It’s been a few years since I began carefully considering moving down the road of greater self-sufficiency that is homesteading.
It began a few years ago with a pot of herbs and quickly morphed into a few raised beds with greens, tomatoes, squash, beans, peas, peppers and strawberries.
The next year I began to tuck additional vegetables between my more traditional landscape vegetation, added more variety to my crop and added a rain barrel. That year I hardly had to use water from the tap!
Then Darren became mobile, and I provided full-time childcare out of our home, so I maintained the garden at about the same size the next year in an effort to be able to keep things sane. I dug a 4×8 bed out of our backyard grass and planted potatoes. I was able to create a root cellar space in our cool, dry basement for potatoes and the few winter squash that weren’t killed off by squash bugs.
Then we moved a few times and lost a whole season of growing.
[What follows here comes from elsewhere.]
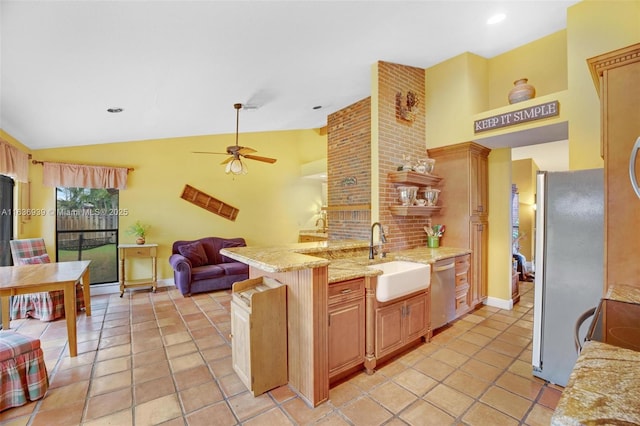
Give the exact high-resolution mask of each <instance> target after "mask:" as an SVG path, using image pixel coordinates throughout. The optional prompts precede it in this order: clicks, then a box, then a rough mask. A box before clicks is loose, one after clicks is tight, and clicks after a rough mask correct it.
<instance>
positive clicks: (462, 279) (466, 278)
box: [456, 272, 469, 287]
mask: <svg viewBox="0 0 640 426" xmlns="http://www.w3.org/2000/svg"><path fill="white" fill-rule="evenodd" d="M467 278H468V277H467V273H466V272H465V273H464V274H458V275H456V287H460V286H461V285H464V284H467V283H468V282H469V280H468V279H467Z"/></svg>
During that time, I put up 2 bushels of peaches in the form of canned slices, jam, frozen slices and nectar. I also put up about 40 quarts of tomatoes.
This year, we have a yard with four times the square footage for planting than we’ve had so far, and I have a varied planting already underway.
I’ve always had the goal to “minimize our grocery bill.” But it’s immeasurable. That means that I can let myself get complacent and trick myself into thinking that I am growing as much as possible.
Not this year! I have given myself an actual measurable goal: to preserve all of the jam that my family needs. No more buying jam at the store.
The definition of jam, as it fits this goal: something that can be spread on bread to be eaten on a PB&J sandwich. Peach jam doesn’t fit in this category. Other specialty jams (like the plum-peach-vanilla that I can’t resist making each year) and jams to be gifted don’t fit in this category. So I estimate that I’ll need to put up about 70 half-pints of jam during this berry season once I factor in our “home jam” and all of the others.
I think I’ll need more jars!
Do you have any measurable homesteading goals established?